Un filet à mailles serrées sécurise ce puits pour les amphibiens et autres petits animaux migrateurs. Photo : M. Di Giulio
Les puits, accès aux caves ou les cheminées non sécurisés peuvent devenir des pièges mortels pour les hérissons, les lézards, les grenouilles, les oiseaux et autres petits animaux. Afin d'éviter la mort d'innombrables animaux, il convient d'éviter la création de tels pièges dès la phase de conception. Dans le cas des biens immobiliers existants, il est possible de les sécuriser en prenant les mesures appropriées.
Surfaces vitrées

Grâce au verre de protection contre les oiseaux BIRDprotect, la cage d'escalier de l'immeuble d'habitation FELZ ZWEI ne présente plus aucun risque de collision pour les oiseaux. Photo : VBAU Architektur AG
Les surfaces vitrées réfléchissantes ou les passages vitrés représentent un danger considérable pour les oiseaux.
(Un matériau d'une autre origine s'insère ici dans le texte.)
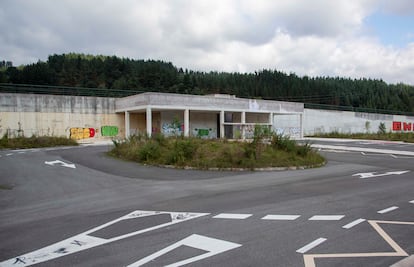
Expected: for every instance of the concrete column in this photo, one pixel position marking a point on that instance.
(243, 125)
(187, 123)
(149, 121)
(222, 124)
(301, 125)
(127, 125)
(271, 121)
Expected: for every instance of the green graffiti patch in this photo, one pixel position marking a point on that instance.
(109, 130)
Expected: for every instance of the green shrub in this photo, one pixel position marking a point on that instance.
(149, 151)
(204, 154)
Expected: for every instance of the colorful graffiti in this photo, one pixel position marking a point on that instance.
(402, 126)
(82, 133)
(109, 130)
(172, 129)
(204, 133)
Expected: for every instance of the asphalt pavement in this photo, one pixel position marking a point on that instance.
(77, 206)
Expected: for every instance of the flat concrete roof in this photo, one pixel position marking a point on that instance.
(218, 102)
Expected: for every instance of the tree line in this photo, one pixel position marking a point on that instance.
(111, 72)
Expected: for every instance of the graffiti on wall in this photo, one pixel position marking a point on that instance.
(204, 133)
(109, 130)
(173, 128)
(82, 133)
(402, 126)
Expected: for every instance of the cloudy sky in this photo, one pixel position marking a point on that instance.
(347, 38)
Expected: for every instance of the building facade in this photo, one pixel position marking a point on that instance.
(210, 116)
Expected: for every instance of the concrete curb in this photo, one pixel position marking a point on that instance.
(269, 169)
(362, 149)
(407, 262)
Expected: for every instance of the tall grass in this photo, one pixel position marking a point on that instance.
(222, 154)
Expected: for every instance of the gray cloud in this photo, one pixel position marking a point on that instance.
(320, 38)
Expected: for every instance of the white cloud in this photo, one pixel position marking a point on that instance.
(317, 38)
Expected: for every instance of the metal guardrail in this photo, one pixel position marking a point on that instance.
(64, 90)
(105, 92)
(357, 109)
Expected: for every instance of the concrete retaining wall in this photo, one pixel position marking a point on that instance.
(30, 114)
(325, 121)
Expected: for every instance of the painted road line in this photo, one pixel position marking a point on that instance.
(211, 246)
(326, 217)
(311, 245)
(87, 240)
(387, 210)
(233, 216)
(352, 224)
(281, 217)
(407, 262)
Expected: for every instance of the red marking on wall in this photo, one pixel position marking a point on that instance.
(407, 126)
(396, 126)
(402, 126)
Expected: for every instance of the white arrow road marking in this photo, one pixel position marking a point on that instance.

Ceux-ci ne voient pas le verre et s'y heurtent, ce qui entraîne des blessures, voire la mort. Selon certaines estimations, des millions d'oiseaux mourraient ainsi chaque année. Une conception judicieuse et des mesures adaptées permettent d'éviter ces pièges mortels.
Éclairage artificiel

Émissions lumineuses en Suisse en 2020. Source : OFEV
La perte d'obscurité nocturne augmente dans le monde entier. En Suisse, les émissions lumineuses ont doublé depuis les années 1990. L'éclairage artificiel a une incidence négative sur les êtres humains et sur la nature. Environ la moitié de toutes les espèces d'insectes et de mammifères sont nocturnes. La lumière nocturne déteriore les habitats, mais nuit aussi aux interactions entre les espèces et les processus écologiques tels que la pollinisation. Par conséquent, l'obscurité compte parmi les ressources essentielles aux êtres vivants au même titre qu'une eau propre. Des mesures simples peuvent réduire les émissions lumineuses.
Connectivité des habitats

Les hérissons peuvent franchir sans problème des marches d'escalier si celles-ci ne dépassent pas 15 à 20 cm de hauteur. Photo : Centre pour hérissons
L'extension urbaine et l'imperméabilisation du sol réduisent et fragmentent l'habitat de nombreuses espèces animales et végétales. Les habitats restants des espèces sauvages sont donc isolés et l'échange génétique entre les populations est interrompu. Il est possible de garantir la perméabilité du milieu bâti en interconnectant les habitats et structures écologiquement précieux de même qu'en évitant les obstacles autour des bâtiments et dans les rues. La mise en réseau étant toujours spécifique en fonction des espèces et des habitats, il n'existe pas de règles générales. Pour que les petits animaux puissent coloniser de nouveaux espaces, la distance entre les différents habitats et structures ne devrait toutefois pas excéder 50 à 100 mètres.